Designing an online code editor

A browser IDE that runs untrusted code — the security-first problem of sandboxed execution, resource limits, and scaling a fleet of ephemeral runners.

The problem

Design an online code editor / runner (Replit, LeetCode’s judge, CodeSandbox): users write code in the browser and execute it server-side, seeing output. The defining challenge is running untrusted, arbitrary code safely at scale — this is fundamentally a security and isolation problem.

Step 1 — Requirements

Functional: edit code in the browser; run it (multiple languages) and stream back output/errors; support stdin; enforce time/memory limits; optionally persist projects and collaborate.

Non-functional: security/isolation (untrusted code must not harm the host or other users — the top priority), scalability (many concurrent runs), low latency to start a run, and fair resource allocation.

Step 2 — The core challenge: safe execution

Running arbitrary user code means assuming it’s malicious — it may try to read other users’ data, exhaust CPU/memory, fork bombs, make network calls, or escape to the host. Defenses, layered:

Containers / micro-VMs — run each execution in an isolated container (Docker, gVisor for a stronger boundary) or a lightweight micro-VM (Firecracker) — the latter gives VM-grade isolation with near-container startup. Strongest, common for this exact problem.
Resource limits (cgroups) — cap CPU, memory, processes (PIDs), and execution time (kill runaway code); disk quotas.
Drop privileges & syscalls — non-root, seccomp to whitelist syscalls, read-only filesystem, no host mounts.
Network isolation — no outbound network by default (or a strict allowlist).
Ephemeral — destroy the sandbox after each run so nothing persists between users.

Step 3 — Architecture

browser editor → API → job queue → execution workers (sandbox pool)
                                         │ run in container/micro-VM
                                         └─ stream stdout/stderr back (WebSocket)
projects ──▶ object store / DB (saved code)

The API validates and enqueues a run; execution workers pull jobs, spin up a sandbox, run with limits, and stream output back over a WebSocket.
A warm pool of pre-initialized sandboxes cuts cold-start latency.

Step 4 — Streaming output

Output streams live (a long-running program prints incrementally), so workers push stdout/stderr over a WebSocket/SSE to the client as it’s produced, and forward stdin the other way for interactive programs.

Step 5 — Persistence and collaboration

Projects (files) saved in object storage / a DB, loaded into the sandbox on start.
Collaboration (if needed) reuses the Google Docs OT/CRDT approach for the editor, separate from execution.

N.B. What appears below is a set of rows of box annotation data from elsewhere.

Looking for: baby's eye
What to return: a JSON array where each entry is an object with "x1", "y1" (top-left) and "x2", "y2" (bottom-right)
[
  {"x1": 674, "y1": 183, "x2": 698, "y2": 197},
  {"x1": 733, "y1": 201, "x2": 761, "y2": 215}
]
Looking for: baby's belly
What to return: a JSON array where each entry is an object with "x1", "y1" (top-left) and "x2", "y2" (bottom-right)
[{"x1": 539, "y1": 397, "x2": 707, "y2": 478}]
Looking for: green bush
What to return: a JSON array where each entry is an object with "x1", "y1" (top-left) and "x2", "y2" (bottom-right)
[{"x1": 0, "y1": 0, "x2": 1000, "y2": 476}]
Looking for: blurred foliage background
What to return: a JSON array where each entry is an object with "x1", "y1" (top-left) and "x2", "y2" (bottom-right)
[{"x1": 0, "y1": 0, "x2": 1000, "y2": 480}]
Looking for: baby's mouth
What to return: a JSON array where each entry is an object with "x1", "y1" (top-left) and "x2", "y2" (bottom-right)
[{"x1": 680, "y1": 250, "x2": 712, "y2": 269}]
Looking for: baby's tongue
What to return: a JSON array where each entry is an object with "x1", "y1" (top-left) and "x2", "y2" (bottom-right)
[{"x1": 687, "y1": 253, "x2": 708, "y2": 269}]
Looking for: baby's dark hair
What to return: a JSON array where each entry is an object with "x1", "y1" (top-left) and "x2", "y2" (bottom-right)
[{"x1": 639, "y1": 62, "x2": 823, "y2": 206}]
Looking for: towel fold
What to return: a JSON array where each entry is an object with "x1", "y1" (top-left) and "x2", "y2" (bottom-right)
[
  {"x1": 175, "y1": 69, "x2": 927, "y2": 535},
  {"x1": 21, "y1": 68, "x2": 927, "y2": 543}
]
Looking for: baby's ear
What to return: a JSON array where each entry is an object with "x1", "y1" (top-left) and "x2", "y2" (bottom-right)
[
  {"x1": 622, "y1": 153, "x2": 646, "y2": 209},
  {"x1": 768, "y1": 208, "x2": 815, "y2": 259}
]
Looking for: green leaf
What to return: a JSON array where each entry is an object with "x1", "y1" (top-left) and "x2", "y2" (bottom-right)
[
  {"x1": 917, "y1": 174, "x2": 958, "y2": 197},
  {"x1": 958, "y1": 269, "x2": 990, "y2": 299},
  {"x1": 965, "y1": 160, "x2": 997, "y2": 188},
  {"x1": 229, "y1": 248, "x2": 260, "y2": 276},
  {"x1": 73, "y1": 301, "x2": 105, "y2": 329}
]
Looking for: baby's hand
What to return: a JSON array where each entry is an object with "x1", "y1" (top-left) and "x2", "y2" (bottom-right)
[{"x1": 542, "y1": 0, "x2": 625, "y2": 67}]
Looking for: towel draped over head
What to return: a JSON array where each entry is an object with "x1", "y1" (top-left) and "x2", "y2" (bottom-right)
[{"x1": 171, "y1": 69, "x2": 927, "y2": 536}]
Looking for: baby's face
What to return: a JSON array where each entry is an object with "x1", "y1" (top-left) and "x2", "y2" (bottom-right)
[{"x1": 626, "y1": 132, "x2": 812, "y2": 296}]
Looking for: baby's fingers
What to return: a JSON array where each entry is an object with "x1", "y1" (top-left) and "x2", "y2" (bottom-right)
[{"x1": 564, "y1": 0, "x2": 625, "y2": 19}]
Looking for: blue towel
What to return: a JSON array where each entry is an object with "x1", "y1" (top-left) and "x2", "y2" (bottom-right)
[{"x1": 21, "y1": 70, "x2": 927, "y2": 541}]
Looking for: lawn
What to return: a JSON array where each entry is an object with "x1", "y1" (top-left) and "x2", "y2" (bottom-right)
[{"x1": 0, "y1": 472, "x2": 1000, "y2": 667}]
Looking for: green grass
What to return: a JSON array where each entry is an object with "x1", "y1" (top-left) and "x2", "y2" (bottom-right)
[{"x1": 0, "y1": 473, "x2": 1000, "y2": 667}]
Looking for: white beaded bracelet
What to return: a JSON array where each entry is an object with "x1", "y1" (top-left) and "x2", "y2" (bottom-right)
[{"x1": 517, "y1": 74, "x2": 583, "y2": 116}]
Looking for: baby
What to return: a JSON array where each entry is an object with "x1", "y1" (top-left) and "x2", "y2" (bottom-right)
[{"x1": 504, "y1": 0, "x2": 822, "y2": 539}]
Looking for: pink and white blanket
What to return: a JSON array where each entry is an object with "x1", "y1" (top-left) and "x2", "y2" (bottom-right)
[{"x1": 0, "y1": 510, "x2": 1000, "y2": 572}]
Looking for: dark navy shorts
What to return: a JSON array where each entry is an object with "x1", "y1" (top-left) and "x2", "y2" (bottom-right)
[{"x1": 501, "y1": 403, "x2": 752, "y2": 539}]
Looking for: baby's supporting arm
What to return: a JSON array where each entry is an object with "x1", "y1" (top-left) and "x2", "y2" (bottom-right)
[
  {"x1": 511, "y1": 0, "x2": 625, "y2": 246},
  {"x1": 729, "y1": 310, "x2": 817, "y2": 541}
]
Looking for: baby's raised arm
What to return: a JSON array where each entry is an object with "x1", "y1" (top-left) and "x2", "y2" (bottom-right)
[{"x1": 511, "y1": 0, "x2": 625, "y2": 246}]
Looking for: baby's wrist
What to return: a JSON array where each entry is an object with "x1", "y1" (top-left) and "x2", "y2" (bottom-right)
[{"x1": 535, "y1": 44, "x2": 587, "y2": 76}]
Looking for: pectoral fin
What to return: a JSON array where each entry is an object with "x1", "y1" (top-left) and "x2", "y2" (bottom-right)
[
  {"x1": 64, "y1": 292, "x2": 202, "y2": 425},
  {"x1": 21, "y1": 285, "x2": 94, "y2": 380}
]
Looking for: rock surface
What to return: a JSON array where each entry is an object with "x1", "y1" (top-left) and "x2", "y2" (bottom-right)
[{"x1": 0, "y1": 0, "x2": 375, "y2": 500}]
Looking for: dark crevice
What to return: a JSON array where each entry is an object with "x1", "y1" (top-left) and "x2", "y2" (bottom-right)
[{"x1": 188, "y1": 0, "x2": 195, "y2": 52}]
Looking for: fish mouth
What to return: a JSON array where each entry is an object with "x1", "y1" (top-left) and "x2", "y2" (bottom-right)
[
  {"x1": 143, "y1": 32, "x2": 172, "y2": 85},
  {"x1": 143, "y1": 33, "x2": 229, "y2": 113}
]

Step 6 — Scale and fairness

Horizontal worker fleet behind the queue; autoscale on queue depth.
Per-user quotas / rate limits so one user can’t hog the fleet (reuse the rate limiter); a job timeout frees stuck sandboxes.
Bin-packing runs onto hosts while respecting isolation.

Trade-offs to raise

Container (fast, lighter isolation) vs micro-VM/gVisor (stronger, slightly heavier) vs full VM (strongest, slow) — pick by threat model; micro-VMs are the sweet spot for untrusted code.
Warm pool (low latency, idle cost) vs cold start (cheaper, slower).
Persistent vs ephemeral sandboxes — ephemeral is safer; persistent is faster for iterative dev (with careful reset).

The interview cue

“Treat all user code as hostile: run each execution in an ephemeral micro-VM / sandboxed container with cgroup limits, seccomp, no network, and a hard timeout; a queue + autoscaled worker fleet with a warm pool for fast starts; stream stdout over WebSocket; per-user quotas for fairness.” Isolation and resource limits are the heart — say security first.